Si Napoléon avait pu remettre en fonctionnement le canal de Suez, il aurait eu le moyen d’asphyxier le commerce anglais. Toujours cette idée d’anéantir la monarchie anglaise. Ensuite, dans ses expéditions contre les monarchies européennes, ce sera pour faire un blocus européen au commerce anglais, afin de ruiner cette monarchie. Mais Nelson ne s’est-il pas profilé, jusque dans la défaite et l’exil définitif, comme une sorte de père en embuscade, qui le laisse faire mais ne le laisse pas passer ? Bien sûr, peu à peu l’ancienne monarchie perd de son prestige, mais, en fin de compte, ne fera-t-elle pas étrangement retour après la Bérézina de Napoléon, comme si le peuple français, à la suite du grand homme, n’avait pas encore fait le deuil de cette grande nébuleuse matricielle, la voyant toujours revenir comme symbole des privilèges qu’il voudrait retrouver mais partagés avec les petits ? Napoléon n’aurait-il pas, par ses entreprises militaires, paradoxalement donné beaucoup de pouvoir au fait monarchique juste par le fait de passer son temps à se mesurer à lui, au lieu de privilégier une république à inventer. Certes, il a commencé à construire quelque chose, et notre république en garde trace, mais c’est frappant à quel point Napoléon a semblé être retenu sur le front, presque dans un corps à corps perpétuel avec la monarchie, ce symbole matriciel ! Comme si ce front perpétuel attestait de l’immortalité de cette monarchie, qui l’a vaincu ! Il est mort par elle, elle l’a repris dans son ventre et l’a emporté, dans le ventre d’un bateau, jusqu’à l’île de Sainte-Hélène, celle de sa mort. C’est fou comme Napoléon a préféré le front, le terrain de la guerre, le jeu avec la mort, infiniment plus que le désir de construire, dans l’apaisement après la bataille ! Il lui fallait toujours repartir, jusqu’à la défaite, qui lui ouvrait le ventre où disparaître, où revenir ! L’insularité de la Corse y est peut-être pour quelque chose… Une île est entourée de l’eau matricielle… Napoléon à Sainte-Hélène n’aurait-il pas paradoxalement conduit ses gardiens, mandatés par la monarchie britannique, à accepter la nidation et la gestation éternelle du grand homme ? La destinée de Napoléon, lorsque par exemple on la suit au rythme de l’écriture de Rouart, ne dessine-t-elle pas une étrange involution, jusqu’à imprimer dans le réel le statut d’un homme fœtal revenu dedans ?

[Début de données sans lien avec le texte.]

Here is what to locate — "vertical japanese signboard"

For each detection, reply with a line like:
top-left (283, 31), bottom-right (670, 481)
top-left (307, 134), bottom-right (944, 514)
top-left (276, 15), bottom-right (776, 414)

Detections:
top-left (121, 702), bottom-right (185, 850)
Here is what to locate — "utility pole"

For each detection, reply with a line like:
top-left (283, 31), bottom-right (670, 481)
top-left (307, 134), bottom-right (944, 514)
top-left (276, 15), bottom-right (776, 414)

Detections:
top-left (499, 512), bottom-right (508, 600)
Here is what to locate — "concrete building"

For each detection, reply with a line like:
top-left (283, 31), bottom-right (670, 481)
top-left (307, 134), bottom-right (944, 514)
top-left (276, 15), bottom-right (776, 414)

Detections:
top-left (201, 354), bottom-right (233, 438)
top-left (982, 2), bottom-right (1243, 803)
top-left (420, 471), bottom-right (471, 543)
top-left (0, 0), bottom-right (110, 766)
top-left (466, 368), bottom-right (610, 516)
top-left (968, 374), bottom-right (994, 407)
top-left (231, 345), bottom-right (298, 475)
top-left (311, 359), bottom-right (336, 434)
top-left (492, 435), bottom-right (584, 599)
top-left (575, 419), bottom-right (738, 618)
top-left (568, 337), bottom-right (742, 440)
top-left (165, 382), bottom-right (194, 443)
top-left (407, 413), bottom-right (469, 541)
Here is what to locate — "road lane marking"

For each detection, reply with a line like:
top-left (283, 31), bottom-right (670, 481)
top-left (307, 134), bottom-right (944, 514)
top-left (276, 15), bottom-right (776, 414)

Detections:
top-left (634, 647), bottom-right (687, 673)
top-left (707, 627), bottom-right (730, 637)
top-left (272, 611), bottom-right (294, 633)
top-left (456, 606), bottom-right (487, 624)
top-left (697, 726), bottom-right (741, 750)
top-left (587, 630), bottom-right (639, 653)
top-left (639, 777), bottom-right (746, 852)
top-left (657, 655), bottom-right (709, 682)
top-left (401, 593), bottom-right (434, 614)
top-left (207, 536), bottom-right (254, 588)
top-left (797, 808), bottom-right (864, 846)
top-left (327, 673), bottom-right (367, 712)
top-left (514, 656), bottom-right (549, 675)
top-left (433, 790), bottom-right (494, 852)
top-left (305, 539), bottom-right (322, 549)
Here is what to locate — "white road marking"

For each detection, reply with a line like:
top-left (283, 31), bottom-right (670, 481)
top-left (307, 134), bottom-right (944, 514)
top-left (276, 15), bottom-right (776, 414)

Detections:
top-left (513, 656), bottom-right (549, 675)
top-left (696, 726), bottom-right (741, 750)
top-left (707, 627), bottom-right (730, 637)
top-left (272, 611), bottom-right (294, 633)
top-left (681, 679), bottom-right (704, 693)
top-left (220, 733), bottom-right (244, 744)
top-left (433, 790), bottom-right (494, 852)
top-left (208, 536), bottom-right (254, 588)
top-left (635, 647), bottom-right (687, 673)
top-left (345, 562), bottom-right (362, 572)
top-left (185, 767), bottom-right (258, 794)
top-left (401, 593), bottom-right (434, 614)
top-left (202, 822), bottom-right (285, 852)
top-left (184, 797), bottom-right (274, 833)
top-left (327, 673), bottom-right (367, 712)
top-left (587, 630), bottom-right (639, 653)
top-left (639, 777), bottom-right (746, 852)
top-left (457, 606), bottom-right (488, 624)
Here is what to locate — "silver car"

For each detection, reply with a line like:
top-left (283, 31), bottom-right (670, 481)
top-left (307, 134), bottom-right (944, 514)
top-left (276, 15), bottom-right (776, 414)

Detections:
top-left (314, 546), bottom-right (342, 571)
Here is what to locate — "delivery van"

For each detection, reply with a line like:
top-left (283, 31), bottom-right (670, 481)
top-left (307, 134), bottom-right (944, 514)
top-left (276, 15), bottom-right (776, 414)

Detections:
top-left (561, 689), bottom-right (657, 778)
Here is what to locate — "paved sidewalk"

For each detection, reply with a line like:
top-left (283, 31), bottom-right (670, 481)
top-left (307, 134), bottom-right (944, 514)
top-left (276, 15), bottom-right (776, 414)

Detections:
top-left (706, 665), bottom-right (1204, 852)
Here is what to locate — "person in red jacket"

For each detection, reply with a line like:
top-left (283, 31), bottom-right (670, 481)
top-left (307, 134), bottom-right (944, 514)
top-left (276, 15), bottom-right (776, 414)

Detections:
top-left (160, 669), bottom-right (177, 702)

L’essai biographique de Jean-Marie Rouart est passionnant, romanesque, très précis. Nous sentons aussi en lisant que cette écriture a été l’occasion, pour l’auteur, d’aller à la rencontre de lui-même en interrogeant cette fascination qu’il a toujours eue pour Napoléon, spécialement pour son côté sombre, ses échecs, son lit à une place.